Category: writing

‘the violence calls up silence’

 [This is the second of two stories written for the Lancaster and Cumbria Nanowrimo groups first creative writing challenge]

Ed looked into Lily’s eyes and saw nothing. Once they were filled with laughter, love, intrigue and sometimes sadness. Her eyes were truly the gateway to her soul and would reflect every inner thought. In the throes of passion and in each tumultuous fight he would know her inner feeling just by looking into those green seas.

Seas, the ever shifting landscape that they both loved, it is why they stayed in Blackpool. For all its cheapness, bright lights, wailing sirens, dilapidated arcades with wind-faded signs and streets littered with bargain shops. They loved the seas, the winds, the dunes near to Lytham, it was change and decay in equal measure. Like a fading relationship filled with contradiction and melancholy.
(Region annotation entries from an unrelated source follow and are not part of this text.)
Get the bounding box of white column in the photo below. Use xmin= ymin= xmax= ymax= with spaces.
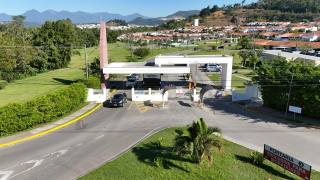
xmin=221 ymin=63 xmax=232 ymax=91
xmin=131 ymin=88 xmax=135 ymax=101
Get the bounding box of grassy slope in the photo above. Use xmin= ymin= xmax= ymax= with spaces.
xmin=0 ymin=42 xmax=188 ymax=107
xmin=80 ymin=129 xmax=320 ymax=180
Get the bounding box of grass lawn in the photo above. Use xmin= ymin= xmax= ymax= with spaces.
xmin=0 ymin=42 xmax=190 ymax=107
xmin=80 ymin=129 xmax=320 ymax=180
xmin=209 ymin=73 xmax=251 ymax=90
xmin=0 ymin=48 xmax=96 ymax=107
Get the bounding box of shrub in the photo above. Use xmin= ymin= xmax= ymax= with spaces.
xmin=0 ymin=80 xmax=8 ymax=90
xmin=250 ymin=151 xmax=264 ymax=166
xmin=0 ymin=83 xmax=87 ymax=137
xmin=83 ymin=76 xmax=101 ymax=89
xmin=133 ymin=48 xmax=150 ymax=58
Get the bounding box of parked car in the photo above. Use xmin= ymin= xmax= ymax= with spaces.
xmin=128 ymin=74 xmax=140 ymax=81
xmin=110 ymin=93 xmax=127 ymax=107
xmin=206 ymin=64 xmax=222 ymax=72
xmin=126 ymin=76 xmax=137 ymax=87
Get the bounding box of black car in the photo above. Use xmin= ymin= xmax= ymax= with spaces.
xmin=110 ymin=93 xmax=127 ymax=107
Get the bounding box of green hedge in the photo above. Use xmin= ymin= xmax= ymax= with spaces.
xmin=0 ymin=83 xmax=87 ymax=137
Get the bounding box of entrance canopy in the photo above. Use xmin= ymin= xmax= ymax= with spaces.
xmin=103 ymin=63 xmax=190 ymax=74
xmin=103 ymin=55 xmax=233 ymax=90
xmin=155 ymin=55 xmax=233 ymax=67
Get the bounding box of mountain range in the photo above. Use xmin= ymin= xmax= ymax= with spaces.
xmin=0 ymin=10 xmax=199 ymax=25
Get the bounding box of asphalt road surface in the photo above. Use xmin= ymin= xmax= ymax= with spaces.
xmin=0 ymin=100 xmax=320 ymax=180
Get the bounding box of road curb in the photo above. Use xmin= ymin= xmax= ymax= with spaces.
xmin=77 ymin=125 xmax=181 ymax=179
xmin=0 ymin=104 xmax=102 ymax=148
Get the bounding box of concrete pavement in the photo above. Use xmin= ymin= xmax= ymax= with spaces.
xmin=0 ymin=100 xmax=320 ymax=180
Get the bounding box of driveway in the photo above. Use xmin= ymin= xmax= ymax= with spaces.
xmin=0 ymin=100 xmax=320 ymax=180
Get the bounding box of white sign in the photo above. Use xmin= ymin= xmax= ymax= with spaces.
xmin=289 ymin=106 xmax=302 ymax=114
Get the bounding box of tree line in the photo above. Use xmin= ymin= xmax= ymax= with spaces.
xmin=0 ymin=16 xmax=129 ymax=85
xmin=198 ymin=0 xmax=320 ymax=22
xmin=255 ymin=57 xmax=320 ymax=118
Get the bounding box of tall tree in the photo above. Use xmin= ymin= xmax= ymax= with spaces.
xmin=175 ymin=118 xmax=222 ymax=166
xmin=33 ymin=20 xmax=76 ymax=69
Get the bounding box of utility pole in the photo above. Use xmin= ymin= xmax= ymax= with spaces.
xmin=286 ymin=73 xmax=293 ymax=118
xmin=84 ymin=44 xmax=89 ymax=80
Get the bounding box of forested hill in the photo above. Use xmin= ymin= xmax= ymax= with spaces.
xmin=196 ymin=0 xmax=320 ymax=26
xmin=257 ymin=0 xmax=320 ymax=13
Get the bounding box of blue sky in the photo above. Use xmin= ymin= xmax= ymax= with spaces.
xmin=0 ymin=0 xmax=254 ymax=17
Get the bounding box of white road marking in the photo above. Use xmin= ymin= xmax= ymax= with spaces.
xmin=43 ymin=149 xmax=69 ymax=160
xmin=94 ymin=134 xmax=104 ymax=140
xmin=10 ymin=159 xmax=44 ymax=178
xmin=0 ymin=171 xmax=13 ymax=180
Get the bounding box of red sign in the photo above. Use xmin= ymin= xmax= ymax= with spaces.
xmin=263 ymin=145 xmax=311 ymax=180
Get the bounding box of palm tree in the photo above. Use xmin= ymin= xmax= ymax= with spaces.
xmin=175 ymin=118 xmax=222 ymax=166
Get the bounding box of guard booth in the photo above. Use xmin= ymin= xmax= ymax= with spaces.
xmin=103 ymin=55 xmax=233 ymax=101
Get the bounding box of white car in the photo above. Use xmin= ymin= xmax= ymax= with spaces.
xmin=206 ymin=64 xmax=222 ymax=72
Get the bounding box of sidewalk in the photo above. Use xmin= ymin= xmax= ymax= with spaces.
xmin=0 ymin=103 xmax=97 ymax=144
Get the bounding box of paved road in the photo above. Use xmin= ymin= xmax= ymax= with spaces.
xmin=0 ymin=100 xmax=320 ymax=180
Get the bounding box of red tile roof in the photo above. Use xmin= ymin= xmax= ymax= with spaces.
xmin=254 ymin=39 xmax=320 ymax=49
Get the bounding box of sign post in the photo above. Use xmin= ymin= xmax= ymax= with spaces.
xmin=263 ymin=144 xmax=311 ymax=180
xmin=289 ymin=106 xmax=302 ymax=120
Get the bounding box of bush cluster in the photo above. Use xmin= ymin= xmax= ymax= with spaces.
xmin=250 ymin=151 xmax=264 ymax=166
xmin=0 ymin=83 xmax=87 ymax=137
xmin=254 ymin=58 xmax=320 ymax=119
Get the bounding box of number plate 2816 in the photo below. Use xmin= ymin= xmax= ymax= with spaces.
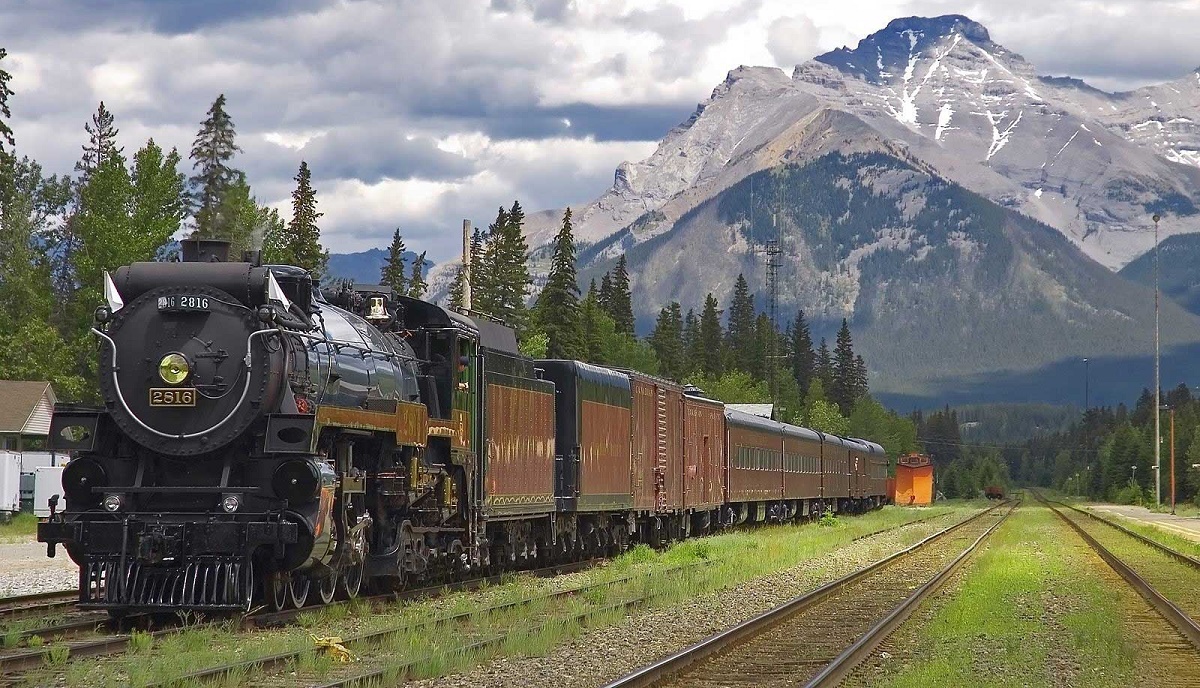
xmin=150 ymin=387 xmax=196 ymax=406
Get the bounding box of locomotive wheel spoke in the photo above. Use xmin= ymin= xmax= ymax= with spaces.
xmin=288 ymin=572 xmax=312 ymax=609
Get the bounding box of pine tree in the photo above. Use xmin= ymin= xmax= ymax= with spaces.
xmin=76 ymin=101 xmax=122 ymax=184
xmin=725 ymin=274 xmax=762 ymax=379
xmin=0 ymin=48 xmax=17 ymax=158
xmin=683 ymin=309 xmax=703 ymax=377
xmin=854 ymin=355 xmax=871 ymax=402
xmin=649 ymin=301 xmax=688 ymax=381
xmin=472 ymin=202 xmax=533 ymax=331
xmin=810 ymin=337 xmax=833 ymax=391
xmin=379 ymin=227 xmax=408 ymax=297
xmin=536 ymin=208 xmax=584 ymax=359
xmin=263 ymin=161 xmax=329 ymax=279
xmin=580 ymin=280 xmax=607 ymax=364
xmin=791 ymin=311 xmax=816 ymax=394
xmin=829 ymin=318 xmax=858 ymax=415
xmin=608 ymin=253 xmax=634 ymax=335
xmin=190 ymin=94 xmax=245 ymax=239
xmin=596 ymin=270 xmax=612 ymax=313
xmin=470 ymin=207 xmax=509 ymax=316
xmin=129 ymin=138 xmax=187 ymax=261
xmin=408 ymin=251 xmax=428 ymax=299
xmin=700 ymin=292 xmax=725 ymax=377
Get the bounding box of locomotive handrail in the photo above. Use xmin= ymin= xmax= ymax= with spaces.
xmin=91 ymin=328 xmax=280 ymax=439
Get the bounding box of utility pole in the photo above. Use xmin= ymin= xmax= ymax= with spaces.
xmin=462 ymin=220 xmax=470 ymax=313
xmin=1171 ymin=407 xmax=1175 ymax=516
xmin=1153 ymin=213 xmax=1163 ymax=507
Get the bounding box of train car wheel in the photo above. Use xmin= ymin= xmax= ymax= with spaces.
xmin=264 ymin=573 xmax=289 ymax=611
xmin=288 ymin=573 xmax=312 ymax=609
xmin=317 ymin=573 xmax=341 ymax=604
xmin=337 ymin=557 xmax=366 ymax=599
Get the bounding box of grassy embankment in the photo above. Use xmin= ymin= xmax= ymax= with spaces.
xmin=49 ymin=503 xmax=980 ymax=686
xmin=872 ymin=505 xmax=1138 ymax=688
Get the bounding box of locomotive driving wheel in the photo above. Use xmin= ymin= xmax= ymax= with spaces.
xmin=264 ymin=572 xmax=290 ymax=611
xmin=288 ymin=572 xmax=312 ymax=609
xmin=317 ymin=573 xmax=341 ymax=604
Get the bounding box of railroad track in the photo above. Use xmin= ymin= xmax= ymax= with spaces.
xmin=0 ymin=504 xmax=946 ymax=684
xmin=0 ymin=560 xmax=599 ymax=684
xmin=606 ymin=503 xmax=1016 ymax=688
xmin=1033 ymin=492 xmax=1200 ymax=650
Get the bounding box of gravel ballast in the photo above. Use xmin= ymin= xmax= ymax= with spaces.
xmin=410 ymin=511 xmax=966 ymax=688
xmin=0 ymin=543 xmax=79 ymax=597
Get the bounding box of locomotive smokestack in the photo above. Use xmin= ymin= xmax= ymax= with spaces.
xmin=179 ymin=239 xmax=229 ymax=263
xmin=462 ymin=220 xmax=470 ymax=312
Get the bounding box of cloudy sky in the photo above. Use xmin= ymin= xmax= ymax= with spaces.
xmin=0 ymin=0 xmax=1200 ymax=261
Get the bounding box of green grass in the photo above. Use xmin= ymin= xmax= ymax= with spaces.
xmin=54 ymin=505 xmax=965 ymax=686
xmin=0 ymin=511 xmax=37 ymax=543
xmin=872 ymin=507 xmax=1136 ymax=688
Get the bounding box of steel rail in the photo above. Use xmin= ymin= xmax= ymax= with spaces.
xmin=605 ymin=502 xmax=1007 ymax=688
xmin=1034 ymin=492 xmax=1200 ymax=650
xmin=1051 ymin=501 xmax=1200 ymax=569
xmin=138 ymin=561 xmax=714 ymax=688
xmin=805 ymin=504 xmax=1016 ymax=688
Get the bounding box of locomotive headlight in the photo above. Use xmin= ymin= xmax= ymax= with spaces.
xmin=158 ymin=353 xmax=192 ymax=384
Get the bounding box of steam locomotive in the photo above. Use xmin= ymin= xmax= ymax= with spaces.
xmin=37 ymin=240 xmax=887 ymax=615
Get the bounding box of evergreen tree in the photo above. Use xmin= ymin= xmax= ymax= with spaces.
xmin=854 ymin=355 xmax=871 ymax=402
xmin=263 ymin=161 xmax=329 ymax=279
xmin=0 ymin=48 xmax=17 ymax=159
xmin=129 ymin=138 xmax=187 ymax=261
xmin=725 ymin=274 xmax=763 ymax=379
xmin=829 ymin=318 xmax=858 ymax=415
xmin=472 ymin=202 xmax=533 ymax=331
xmin=791 ymin=311 xmax=816 ymax=394
xmin=683 ymin=309 xmax=703 ymax=377
xmin=536 ymin=208 xmax=584 ymax=359
xmin=608 ymin=253 xmax=634 ymax=335
xmin=190 ymin=94 xmax=245 ymax=239
xmin=76 ymin=101 xmax=122 ymax=184
xmin=596 ymin=270 xmax=612 ymax=313
xmin=580 ymin=280 xmax=608 ymax=363
xmin=816 ymin=337 xmax=833 ymax=391
xmin=379 ymin=227 xmax=408 ymax=295
xmin=698 ymin=292 xmax=725 ymax=377
xmin=408 ymin=251 xmax=428 ymax=299
xmin=650 ymin=301 xmax=695 ymax=381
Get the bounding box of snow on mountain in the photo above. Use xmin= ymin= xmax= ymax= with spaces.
xmin=556 ymin=16 xmax=1200 ymax=269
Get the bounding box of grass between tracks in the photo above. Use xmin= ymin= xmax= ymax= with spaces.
xmin=21 ymin=503 xmax=982 ymax=686
xmin=859 ymin=505 xmax=1138 ymax=688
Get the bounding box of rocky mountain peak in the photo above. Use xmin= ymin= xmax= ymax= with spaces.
xmin=816 ymin=14 xmax=1004 ymax=84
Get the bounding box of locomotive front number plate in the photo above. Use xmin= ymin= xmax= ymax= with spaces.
xmin=150 ymin=387 xmax=196 ymax=406
xmin=158 ymin=294 xmax=209 ymax=313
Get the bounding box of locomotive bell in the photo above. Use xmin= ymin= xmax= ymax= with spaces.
xmin=367 ymin=297 xmax=389 ymax=321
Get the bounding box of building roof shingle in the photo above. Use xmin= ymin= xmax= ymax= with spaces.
xmin=0 ymin=379 xmax=55 ymax=433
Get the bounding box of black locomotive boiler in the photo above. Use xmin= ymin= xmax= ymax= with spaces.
xmin=38 ymin=241 xmax=451 ymax=612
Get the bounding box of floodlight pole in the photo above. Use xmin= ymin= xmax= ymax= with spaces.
xmin=1153 ymin=213 xmax=1163 ymax=507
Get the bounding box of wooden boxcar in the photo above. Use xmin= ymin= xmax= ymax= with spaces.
xmin=854 ymin=438 xmax=892 ymax=508
xmin=725 ymin=408 xmax=784 ymax=522
xmin=821 ymin=433 xmax=850 ymax=511
xmin=536 ymin=360 xmax=632 ymax=513
xmin=484 ymin=351 xmax=554 ymax=516
xmin=683 ymin=396 xmax=725 ymax=513
xmin=629 ymin=371 xmax=685 ymax=516
xmin=784 ymin=425 xmax=821 ymax=515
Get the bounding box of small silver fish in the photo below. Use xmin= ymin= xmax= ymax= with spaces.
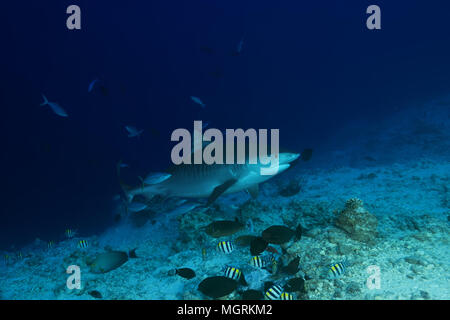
xmin=41 ymin=94 xmax=69 ymax=117
xmin=88 ymin=79 xmax=98 ymax=92
xmin=127 ymin=202 xmax=147 ymax=212
xmin=191 ymin=96 xmax=206 ymax=108
xmin=164 ymin=202 xmax=200 ymax=218
xmin=143 ymin=172 xmax=172 ymax=184
xmin=125 ymin=126 xmax=144 ymax=138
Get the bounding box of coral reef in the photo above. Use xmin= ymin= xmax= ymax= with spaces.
xmin=336 ymin=198 xmax=378 ymax=244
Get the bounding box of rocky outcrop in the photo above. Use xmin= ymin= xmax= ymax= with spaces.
xmin=336 ymin=198 xmax=378 ymax=244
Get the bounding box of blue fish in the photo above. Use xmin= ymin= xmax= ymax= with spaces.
xmin=144 ymin=172 xmax=172 ymax=184
xmin=41 ymin=94 xmax=69 ymax=117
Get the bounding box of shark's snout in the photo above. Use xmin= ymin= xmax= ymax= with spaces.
xmin=279 ymin=152 xmax=300 ymax=164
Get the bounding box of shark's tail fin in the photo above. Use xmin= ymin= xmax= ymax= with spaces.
xmin=41 ymin=94 xmax=48 ymax=106
xmin=116 ymin=160 xmax=133 ymax=203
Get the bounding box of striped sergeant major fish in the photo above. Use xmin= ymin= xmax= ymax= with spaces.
xmin=327 ymin=260 xmax=349 ymax=279
xmin=225 ymin=267 xmax=242 ymax=281
xmin=280 ymin=292 xmax=294 ymax=300
xmin=250 ymin=256 xmax=264 ymax=269
xmin=264 ymin=284 xmax=283 ymax=300
xmin=78 ymin=240 xmax=89 ymax=249
xmin=216 ymin=241 xmax=234 ymax=254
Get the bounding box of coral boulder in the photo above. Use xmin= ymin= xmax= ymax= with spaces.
xmin=336 ymin=198 xmax=378 ymax=244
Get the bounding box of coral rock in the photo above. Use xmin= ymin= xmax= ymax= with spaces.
xmin=336 ymin=198 xmax=378 ymax=244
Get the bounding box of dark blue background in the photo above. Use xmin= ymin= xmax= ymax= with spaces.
xmin=0 ymin=0 xmax=450 ymax=249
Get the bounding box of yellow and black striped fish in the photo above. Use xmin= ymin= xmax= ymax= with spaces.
xmin=225 ymin=267 xmax=242 ymax=281
xmin=328 ymin=261 xmax=347 ymax=279
xmin=78 ymin=240 xmax=89 ymax=249
xmin=264 ymin=284 xmax=283 ymax=300
xmin=216 ymin=241 xmax=234 ymax=254
xmin=250 ymin=256 xmax=264 ymax=268
xmin=280 ymin=292 xmax=294 ymax=300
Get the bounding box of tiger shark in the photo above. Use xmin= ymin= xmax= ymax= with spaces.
xmin=122 ymin=152 xmax=300 ymax=205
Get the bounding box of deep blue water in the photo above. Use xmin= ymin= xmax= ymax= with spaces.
xmin=0 ymin=0 xmax=450 ymax=249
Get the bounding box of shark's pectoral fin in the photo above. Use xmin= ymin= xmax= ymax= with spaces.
xmin=247 ymin=184 xmax=259 ymax=199
xmin=207 ymin=179 xmax=237 ymax=206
You could come to Blackpool and just let yourself merge into the miasma of broken dreams and empty promises. Here you could let things fade away slowly hanging onto a facade filled with wild smiles and madness with nothing underneath.

Even in the days of Austerity, with its investments culled and ambitions slaughtered the town survived. Every boarded shop and for sale sign patterned with a thousand billboards and stickers, moated in vomit. Empty holes like the sockets where teeth once stood. The rest of those teeth kept all bright white and artificially straightened to hide the decay inside, the rotting core and receding gums.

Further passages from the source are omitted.